Doom Singer, by Chris Farren
★ ★ ★ ★
Release: August 4th, 2023.
Label: Polyvinyl
Fabled Floridian and homeschooled hero Chris Farren returns to the center stage of the music world with the 5th LP released under his name. Doom Singer is Farren’s most expansive project to date and the first recorded beyond the walls of his soul-sucking LA home studio. The album is also his first solo project that doesn’t go full solo, as he pulls from a vast cast of collaborators, collected over years of networking in the industry. What takes the limelight is the partnership with lesbian/friend Frankie Impastato, who endows Doom Singer with a cowriting credit, drum lines, fills, and guidance. The result is a slew of great tracks, fusing pop punk irreverence with the suaveness and hairdo of a golden age lounge singer. Catchy hooks and anticipatory verses become progressively fry screamed choruses that are sure to make one prone to contagious existential fear and/or a bopping head.
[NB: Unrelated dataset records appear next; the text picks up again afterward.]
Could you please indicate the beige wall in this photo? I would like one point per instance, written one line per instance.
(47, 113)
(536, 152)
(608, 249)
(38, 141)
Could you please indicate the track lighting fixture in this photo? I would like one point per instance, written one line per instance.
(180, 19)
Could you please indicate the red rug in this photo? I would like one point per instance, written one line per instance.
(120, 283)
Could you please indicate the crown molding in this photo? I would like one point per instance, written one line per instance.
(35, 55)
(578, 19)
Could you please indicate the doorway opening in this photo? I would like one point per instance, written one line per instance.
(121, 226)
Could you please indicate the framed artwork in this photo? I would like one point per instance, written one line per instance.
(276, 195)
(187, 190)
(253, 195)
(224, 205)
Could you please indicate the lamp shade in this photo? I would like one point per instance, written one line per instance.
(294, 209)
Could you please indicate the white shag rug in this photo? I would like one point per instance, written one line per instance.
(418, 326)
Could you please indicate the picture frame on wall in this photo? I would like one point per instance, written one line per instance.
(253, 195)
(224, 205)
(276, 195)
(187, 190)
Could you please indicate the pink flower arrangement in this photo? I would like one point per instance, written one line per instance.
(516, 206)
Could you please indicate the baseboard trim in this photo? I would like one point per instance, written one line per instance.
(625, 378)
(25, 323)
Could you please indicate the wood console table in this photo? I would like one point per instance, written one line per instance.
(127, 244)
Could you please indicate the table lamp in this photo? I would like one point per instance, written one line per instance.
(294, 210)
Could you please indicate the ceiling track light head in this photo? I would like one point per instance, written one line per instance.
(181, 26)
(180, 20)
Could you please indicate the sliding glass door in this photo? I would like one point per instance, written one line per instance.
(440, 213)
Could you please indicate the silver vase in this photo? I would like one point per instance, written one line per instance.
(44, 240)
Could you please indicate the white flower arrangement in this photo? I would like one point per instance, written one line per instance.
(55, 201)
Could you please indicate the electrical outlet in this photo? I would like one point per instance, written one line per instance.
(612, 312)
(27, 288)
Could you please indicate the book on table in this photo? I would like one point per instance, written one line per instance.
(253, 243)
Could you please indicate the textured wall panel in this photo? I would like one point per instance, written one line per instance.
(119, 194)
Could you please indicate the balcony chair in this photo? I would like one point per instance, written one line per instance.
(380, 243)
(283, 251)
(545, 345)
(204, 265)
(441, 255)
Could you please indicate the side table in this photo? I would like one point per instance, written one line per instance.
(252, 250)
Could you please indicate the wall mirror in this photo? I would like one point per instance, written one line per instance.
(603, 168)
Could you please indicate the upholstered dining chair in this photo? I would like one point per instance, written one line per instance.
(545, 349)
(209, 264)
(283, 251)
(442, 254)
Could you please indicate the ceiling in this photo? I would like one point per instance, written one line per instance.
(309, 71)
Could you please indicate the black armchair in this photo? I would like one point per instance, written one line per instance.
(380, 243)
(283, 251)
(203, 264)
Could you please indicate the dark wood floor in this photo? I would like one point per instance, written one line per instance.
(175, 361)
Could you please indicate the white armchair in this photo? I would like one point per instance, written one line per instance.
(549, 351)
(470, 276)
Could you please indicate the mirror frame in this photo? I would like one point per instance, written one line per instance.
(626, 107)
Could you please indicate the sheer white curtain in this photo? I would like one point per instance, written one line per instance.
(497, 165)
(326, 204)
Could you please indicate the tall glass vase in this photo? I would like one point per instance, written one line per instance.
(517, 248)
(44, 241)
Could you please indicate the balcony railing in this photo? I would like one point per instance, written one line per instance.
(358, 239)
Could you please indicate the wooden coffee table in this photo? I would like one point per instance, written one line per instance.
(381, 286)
The album opens with the power ballad “Bluish”, the second single leading up to the album’s release. It’s a catchy opener that checks all the boxes of a classic rock hit, from treacly lines to noodly guitar solos. But what truly sets the tone of Doom Singer is the follow-up “All We Ever”. The acoustic rhythm guitar clashes with an overdriven electric lead, which in its turn battles the fuzzy bassline, courtesy of punk extraordinaire Jeff Rosenstock. And along with the heavy yet harmonious instrumentation, adjuring lyrics perfectly conjure the image of the cover art’s Prayboy (Chris Farren’s self-portrait). After a while, it becomes hard not to make a connection between the kneeling hand drawn character and the song’s imploring enumeration of Chris’ wants (“I wanna get drunk with my friends; And believe in God again; I want my life to mean something”).
“Get Over U” and “Only U” share not much more than a capital vowel. The former is a guitar-driven, guilt-filled break up anthem, harking back to Farren’s early indie rock endeavors. The latter is a shuffling pop tune with doo-wop flavored transitions and wonderfully bubbly string licks. Impastato’s live drum tracks are also a clear centerpiece of these, elevating Doom Singer’s rhythm section to a standard previously untouched by Farren’s solo projects.
Sitting halfway through the record, the title track boasts oxymoronic irony, layering revue-esque vocals with acoustic strums and a fluttering sax (another contribution of Rosenstock). On the lyrical side, Chris plays with the inevitability of damnation, and progressively nihilistic stanzas are punctuated by sweet vocable oohs.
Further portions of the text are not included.